Gold’s record-breaking feat this week to soar through the $US2,500/oz barrier was completely overshadowed by mining industry concerns about rising sovereign risk in Australia.
The well-documented turmoil surrounding the Federal Government’s block on Regis Resources’ (ASX: RRL) McPhillamys gold project in NSW is already reverberating around global capital markets and has sector leaders talking up greenfields opportunities in other parts of the world.
This turmoil infiltrated the first week of the profit season, with mining company leaders asked about their views on whether Australia was still considered a good place to invest in.
Northern Star Resources (ASX: NST), the largest Australian gold producer and with an enviable organic growth profile, came before investors on Thursday to discuss a strong full-year result and forecast-beating 25¢ a share final dividend.
Asked about the McPhillamys scenario, Northern Star managing director Stuart Tonkin reiterated that his company was not reliant on approvals for greenfields projects to drive growth.
The Perth-based company is more than halfway through a fully funded growth push to take annual output from its three production centres – Kalgoorlie and Yandal in Western Australia and Pogo in Alaska, US – to a sustainable two million ounces a year from FY26.
When asked about the McPhillamys scenario, Mr Tonkin highlighted Australia’s hitherto “great track record and reputation for – in a mining sense – being a fantastic, stable place to invest”.
“And every slow (regulatory) change like this just takes away some of that shine – and flight of capital has choices,” Mr Tonkin.
“So if Australia’s not sitting up there as a great jurisdiction to invest in (then) the capital goes to different countries.
“It comes back to the Fraser Institute index. Australia has a very high ranking (and) it is important to try to understand why that is and how we preserve that to attract (ongoing and future) investment.”
As boss of a $17.4 billion gold producer that attracts heavyweight support from key capital markets around the world, Mr Tonkin has a fair understanding of how global investors view Australia.
The Fraser Institute’s index is a key global barometer of the best destinations to mine. The latest iteration, published in May, included the views of 293 respondents from 86 jurisdictions around the world.

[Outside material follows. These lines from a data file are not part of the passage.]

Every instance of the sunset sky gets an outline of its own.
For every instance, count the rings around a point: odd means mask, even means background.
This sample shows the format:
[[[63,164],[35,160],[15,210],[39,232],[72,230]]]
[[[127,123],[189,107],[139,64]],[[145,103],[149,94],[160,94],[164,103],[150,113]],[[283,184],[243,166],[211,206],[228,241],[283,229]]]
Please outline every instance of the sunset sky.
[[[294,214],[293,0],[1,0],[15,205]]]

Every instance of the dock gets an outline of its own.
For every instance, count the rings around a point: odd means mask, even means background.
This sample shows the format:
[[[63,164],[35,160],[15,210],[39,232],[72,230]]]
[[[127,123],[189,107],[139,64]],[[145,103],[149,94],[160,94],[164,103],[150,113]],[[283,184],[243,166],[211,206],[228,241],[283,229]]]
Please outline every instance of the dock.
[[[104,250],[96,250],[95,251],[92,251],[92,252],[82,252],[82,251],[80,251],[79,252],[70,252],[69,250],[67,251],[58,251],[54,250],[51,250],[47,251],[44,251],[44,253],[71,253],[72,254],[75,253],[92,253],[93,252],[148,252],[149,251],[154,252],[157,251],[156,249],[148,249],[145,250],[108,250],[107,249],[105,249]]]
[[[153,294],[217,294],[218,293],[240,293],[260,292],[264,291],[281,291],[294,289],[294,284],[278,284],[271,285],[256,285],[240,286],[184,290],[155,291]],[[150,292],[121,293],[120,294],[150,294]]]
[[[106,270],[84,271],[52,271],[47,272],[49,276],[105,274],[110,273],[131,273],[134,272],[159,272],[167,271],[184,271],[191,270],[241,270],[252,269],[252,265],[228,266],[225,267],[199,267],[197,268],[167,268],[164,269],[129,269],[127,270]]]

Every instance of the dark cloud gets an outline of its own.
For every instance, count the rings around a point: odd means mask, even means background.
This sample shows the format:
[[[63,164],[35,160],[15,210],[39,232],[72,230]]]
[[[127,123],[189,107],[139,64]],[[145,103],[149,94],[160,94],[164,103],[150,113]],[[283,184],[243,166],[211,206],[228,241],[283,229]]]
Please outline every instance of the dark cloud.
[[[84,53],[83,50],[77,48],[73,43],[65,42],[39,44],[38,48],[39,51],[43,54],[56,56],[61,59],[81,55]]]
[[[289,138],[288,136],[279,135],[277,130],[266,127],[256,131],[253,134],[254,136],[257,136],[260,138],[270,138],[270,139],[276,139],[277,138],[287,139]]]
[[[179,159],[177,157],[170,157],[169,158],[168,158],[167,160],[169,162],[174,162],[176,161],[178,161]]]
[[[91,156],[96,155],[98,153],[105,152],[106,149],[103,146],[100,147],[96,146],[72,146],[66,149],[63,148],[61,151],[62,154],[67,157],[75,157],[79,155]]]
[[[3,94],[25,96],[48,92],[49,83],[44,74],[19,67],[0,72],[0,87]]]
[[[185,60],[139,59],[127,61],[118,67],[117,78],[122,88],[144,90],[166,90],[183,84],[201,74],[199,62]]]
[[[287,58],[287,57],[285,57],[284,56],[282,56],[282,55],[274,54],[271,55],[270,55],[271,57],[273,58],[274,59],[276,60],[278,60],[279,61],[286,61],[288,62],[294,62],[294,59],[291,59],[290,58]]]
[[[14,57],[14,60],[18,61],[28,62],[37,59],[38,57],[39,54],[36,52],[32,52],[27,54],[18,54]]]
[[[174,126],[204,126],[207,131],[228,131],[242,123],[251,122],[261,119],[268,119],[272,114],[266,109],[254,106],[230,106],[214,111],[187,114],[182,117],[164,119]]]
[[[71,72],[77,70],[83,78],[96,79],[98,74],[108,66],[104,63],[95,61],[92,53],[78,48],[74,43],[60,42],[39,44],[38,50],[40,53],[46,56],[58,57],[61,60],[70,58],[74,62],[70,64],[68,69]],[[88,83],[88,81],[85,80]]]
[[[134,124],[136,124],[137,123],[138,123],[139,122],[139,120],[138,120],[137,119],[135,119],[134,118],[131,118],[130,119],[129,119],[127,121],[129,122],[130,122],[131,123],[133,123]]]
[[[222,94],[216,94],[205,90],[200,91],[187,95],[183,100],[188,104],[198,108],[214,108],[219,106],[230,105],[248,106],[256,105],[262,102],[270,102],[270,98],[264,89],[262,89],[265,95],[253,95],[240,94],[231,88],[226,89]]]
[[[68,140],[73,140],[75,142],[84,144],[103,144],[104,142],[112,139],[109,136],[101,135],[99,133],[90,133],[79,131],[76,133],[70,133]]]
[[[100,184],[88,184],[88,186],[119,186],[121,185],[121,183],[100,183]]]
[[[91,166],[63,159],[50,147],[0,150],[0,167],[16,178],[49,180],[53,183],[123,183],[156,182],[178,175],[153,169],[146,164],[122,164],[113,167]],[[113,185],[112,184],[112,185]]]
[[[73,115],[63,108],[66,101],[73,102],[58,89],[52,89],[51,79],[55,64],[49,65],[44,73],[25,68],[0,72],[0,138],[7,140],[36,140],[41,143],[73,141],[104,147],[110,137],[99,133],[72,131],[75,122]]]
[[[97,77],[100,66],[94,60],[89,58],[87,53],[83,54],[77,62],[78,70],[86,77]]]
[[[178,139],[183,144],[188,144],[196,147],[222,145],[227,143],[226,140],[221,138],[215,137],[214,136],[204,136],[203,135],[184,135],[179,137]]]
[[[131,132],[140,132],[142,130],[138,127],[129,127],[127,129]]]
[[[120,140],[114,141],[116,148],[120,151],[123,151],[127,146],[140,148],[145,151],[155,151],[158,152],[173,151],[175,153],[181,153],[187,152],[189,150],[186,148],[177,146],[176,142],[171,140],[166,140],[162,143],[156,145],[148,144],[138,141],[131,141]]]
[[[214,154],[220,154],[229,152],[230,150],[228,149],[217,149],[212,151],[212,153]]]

Worryingly from a Western Australian perspective, the key mining state slid from third to fourth in the rankings, behind the US states of Utah and Nevada and the Canadian province of Saskatchewan. Western Australia – long regarded as the most mining-friendly State in Australia – was ranked first as recently as 2021.
Sovereign risk is hardly a breaking-news topic for seasoned mining industry players.

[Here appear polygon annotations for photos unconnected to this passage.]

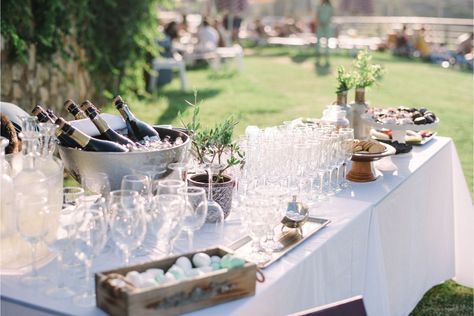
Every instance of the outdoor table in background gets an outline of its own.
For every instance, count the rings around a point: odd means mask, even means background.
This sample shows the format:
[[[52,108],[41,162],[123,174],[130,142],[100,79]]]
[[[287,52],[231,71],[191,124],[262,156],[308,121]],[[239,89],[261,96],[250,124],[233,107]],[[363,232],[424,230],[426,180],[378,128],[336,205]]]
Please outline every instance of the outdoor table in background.
[[[472,202],[451,139],[436,137],[412,154],[392,158],[385,172],[311,210],[332,223],[264,270],[265,283],[248,297],[196,311],[195,315],[285,315],[362,294],[369,315],[407,315],[432,286],[453,277],[472,286]],[[381,173],[379,173],[381,175]],[[234,211],[226,223],[227,245],[244,234]],[[196,248],[215,244],[196,234]],[[185,250],[185,243],[177,245]],[[95,270],[120,266],[103,255]],[[54,265],[43,273],[54,273]],[[2,313],[29,309],[103,315],[69,300],[53,300],[1,278]],[[21,311],[17,309],[21,308]],[[37,315],[37,314],[36,314]]]

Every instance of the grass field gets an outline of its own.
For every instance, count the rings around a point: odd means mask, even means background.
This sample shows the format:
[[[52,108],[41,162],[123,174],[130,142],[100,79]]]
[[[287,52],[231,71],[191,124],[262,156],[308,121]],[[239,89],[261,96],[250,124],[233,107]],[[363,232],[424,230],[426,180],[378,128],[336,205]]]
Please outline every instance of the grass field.
[[[377,87],[367,92],[374,106],[427,107],[441,119],[439,135],[454,139],[465,178],[473,192],[473,76],[470,72],[375,54],[386,69]],[[192,89],[203,100],[202,122],[213,124],[228,115],[240,118],[236,134],[247,125],[278,125],[296,117],[320,117],[325,105],[335,100],[335,69],[351,65],[347,54],[334,55],[330,67],[316,67],[311,50],[267,48],[248,52],[245,69],[233,65],[218,72],[207,68],[187,71]],[[127,100],[137,117],[155,124],[180,125],[179,111],[185,99],[193,100],[192,89],[179,90],[179,81],[142,100]],[[353,99],[351,92],[350,100]],[[116,113],[112,107],[105,109]],[[185,117],[190,113],[188,111]],[[472,315],[473,292],[448,281],[433,288],[412,315]]]
[[[376,54],[386,74],[380,85],[367,92],[374,106],[427,107],[440,118],[440,135],[454,139],[464,174],[473,192],[473,76],[470,72]],[[179,89],[179,80],[145,100],[129,100],[132,110],[145,121],[179,124],[178,112],[188,108],[197,89],[203,100],[202,121],[212,124],[227,115],[240,117],[236,133],[247,125],[270,126],[296,117],[320,117],[325,105],[335,100],[335,69],[351,65],[352,58],[340,54],[331,67],[316,67],[311,50],[282,48],[253,51],[245,58],[245,69],[233,65],[218,72],[207,68],[187,71],[190,91]],[[353,99],[353,92],[349,97]],[[115,109],[107,109],[112,113]],[[115,112],[116,113],[116,112]]]

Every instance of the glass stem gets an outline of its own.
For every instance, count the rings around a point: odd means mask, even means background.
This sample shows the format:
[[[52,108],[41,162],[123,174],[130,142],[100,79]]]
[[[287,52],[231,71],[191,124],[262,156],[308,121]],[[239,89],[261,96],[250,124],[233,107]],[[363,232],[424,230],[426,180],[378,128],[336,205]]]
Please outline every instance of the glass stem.
[[[58,274],[58,288],[64,288],[64,263],[63,263],[63,254],[62,252],[58,253],[58,265],[59,265],[59,274]]]
[[[189,251],[193,250],[193,238],[194,232],[192,230],[188,230],[188,249]]]
[[[130,264],[130,251],[128,250],[128,248],[125,248],[123,250],[123,257],[124,257],[125,265],[128,266]]]
[[[33,277],[38,276],[38,270],[36,269],[36,246],[38,242],[31,243],[31,275]]]
[[[207,199],[209,201],[213,201],[213,196],[212,196],[212,169],[209,168],[209,171],[208,171],[208,184],[207,184]]]
[[[91,267],[92,267],[92,260],[87,260],[84,262],[84,267],[86,270],[86,295],[92,295],[92,284],[91,284]]]

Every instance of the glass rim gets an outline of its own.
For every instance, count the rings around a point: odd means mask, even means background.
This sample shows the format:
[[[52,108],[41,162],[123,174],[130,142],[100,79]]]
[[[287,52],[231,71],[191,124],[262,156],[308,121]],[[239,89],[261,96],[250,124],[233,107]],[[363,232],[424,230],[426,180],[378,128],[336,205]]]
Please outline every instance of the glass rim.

It will again be a topic of discussion at Paydirt’s annual Africa Down Under conference in Perth in a fortnight. And no doubt McPhillamys will be used as a “it doesn’t just happen in Africa” example by Africa proponents brushing off concerns about ever-changing rules and regulations on that continent.

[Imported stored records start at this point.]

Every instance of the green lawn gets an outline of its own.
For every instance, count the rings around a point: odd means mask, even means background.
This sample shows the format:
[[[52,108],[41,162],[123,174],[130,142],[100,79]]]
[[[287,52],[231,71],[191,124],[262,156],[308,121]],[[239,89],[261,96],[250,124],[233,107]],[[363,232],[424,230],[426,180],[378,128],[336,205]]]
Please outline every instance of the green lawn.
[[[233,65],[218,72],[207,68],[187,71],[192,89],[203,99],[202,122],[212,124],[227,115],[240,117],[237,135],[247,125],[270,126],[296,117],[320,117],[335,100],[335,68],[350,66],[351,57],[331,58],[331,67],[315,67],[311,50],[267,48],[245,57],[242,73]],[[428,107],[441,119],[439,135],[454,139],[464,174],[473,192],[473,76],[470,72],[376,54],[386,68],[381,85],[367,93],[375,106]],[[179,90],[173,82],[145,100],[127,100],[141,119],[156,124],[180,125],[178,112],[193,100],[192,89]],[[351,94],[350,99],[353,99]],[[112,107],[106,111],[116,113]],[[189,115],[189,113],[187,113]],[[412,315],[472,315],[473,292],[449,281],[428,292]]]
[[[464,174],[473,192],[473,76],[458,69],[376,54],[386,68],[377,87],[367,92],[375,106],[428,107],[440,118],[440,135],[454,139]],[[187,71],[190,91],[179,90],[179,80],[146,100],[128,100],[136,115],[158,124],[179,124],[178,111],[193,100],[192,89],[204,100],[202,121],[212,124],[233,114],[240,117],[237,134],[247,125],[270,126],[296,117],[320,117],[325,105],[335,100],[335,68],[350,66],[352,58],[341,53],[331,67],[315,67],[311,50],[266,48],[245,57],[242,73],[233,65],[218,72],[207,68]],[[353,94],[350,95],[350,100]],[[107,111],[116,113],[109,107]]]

The truth is that for all the headlines of sovereign risk attached to particular countries or regions, the savvy investor will assess projects on a case-by-case basis.
And this includes assessing the performance of companies in terms of their stakeholder engagement and ability to secure and maintain social licences to operate.
Operating in mining-friendly regions might come with a higher operating cost. However, it often also comes with greater certainty with regards to approvals, a more supportive local community and access to a skilled workforce.
St George Mining (ASX: SGQ) is in the throes of finalising the acquisition of the Araxa niobium-rare earths project in the key Brazilian mining state of Minas Gerais.
St George executive chairman John Prineas has made clear to investors that one of the attractions of Araxa is that it is close to existing infrastructure and – most importantly – all but abuts the operations of the world’s dominant niobium producer, CBMM.
This week, Mr Prineas announced the appointment of two in-country executives to drive the development of Araxa.
St George expects to complete Araxa’s acquisition by early October and wants to waste no time drilling up the project’s historic niobium hits.
“With these executive appointments, St George acquires more than 40 years’ experience in managing mining operations in the Barreiro Carbonatite – including expertise in mine management, mineral processing, product development and environmental management,” Mr Prineas said.
“The unique skill set that Thiago Amaral and Adriano Rios bring to St George will be invaluable as we progress our aim of building a globally significant niobium company.”